I am working with Tesseract to extract vocabulary lists out of images.
The lists consist out of 2 different languages. Unfortunately there is only whitespace between lang1 and lang2 (maybe 3 or 4 blank characters).
Is there a way to define, which string to take to separate the two from each other.
The list could look like the following:
house, building Haus, Gebäude tree Baum ...
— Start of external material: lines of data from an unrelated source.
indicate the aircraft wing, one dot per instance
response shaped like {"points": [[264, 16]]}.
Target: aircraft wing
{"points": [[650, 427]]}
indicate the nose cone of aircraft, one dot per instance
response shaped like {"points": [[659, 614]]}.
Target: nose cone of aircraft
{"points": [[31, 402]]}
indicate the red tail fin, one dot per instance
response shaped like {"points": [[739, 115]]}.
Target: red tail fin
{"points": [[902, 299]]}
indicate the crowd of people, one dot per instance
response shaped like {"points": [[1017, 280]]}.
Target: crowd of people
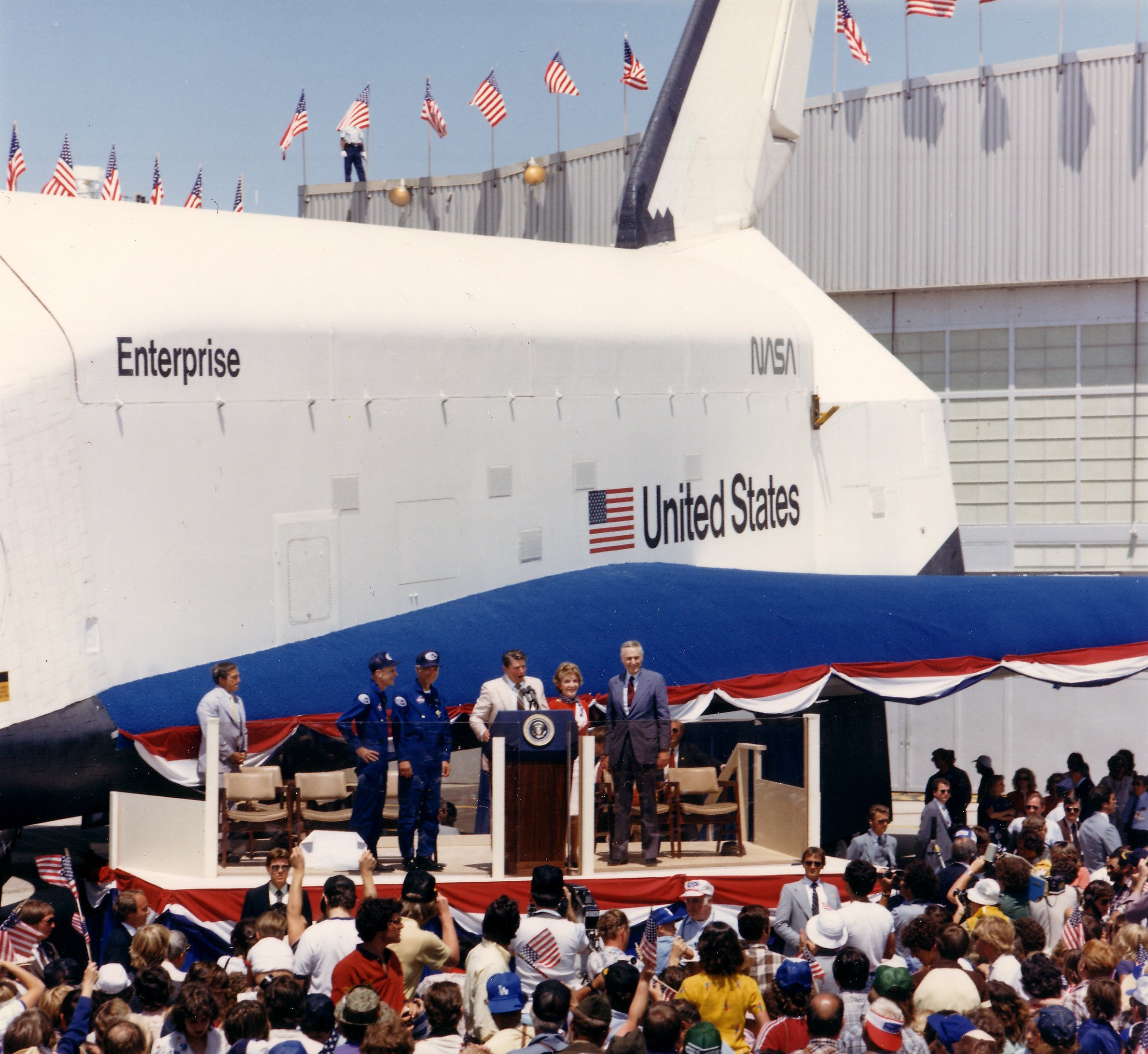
{"points": [[1005, 937]]}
Also I have problems to get a linebreak after each word-pair.
Thanks!
Edit: I run this command
tesseract bilder/screenshot1.png output/screenshot1 -l swe+deu
to extract all entries from this picture
As you can see, there is no clear separator between the values. As output I get this
nej nein
jaha aha
Vad talar du för språk? Welche Sprachen sprichst du?
vad för welche, was für
tala (talar, talade, talat) sprechen
språk (-et, —, -en) Sprache
japanska japanisch
engelska englisch
Du då? Und du?
då da, dann, damals, als
bara nur
lite ein bisschen
verb (-et, —, en) Verb
position (—en, -er, -erna) Stellung, Position
OBS (= observera) NB, Achtung!
fråga (-n, -or, -orna) Frage
which is quiet good. But I don't know how to seperate the string of each line in two strings because of the missing usable separator.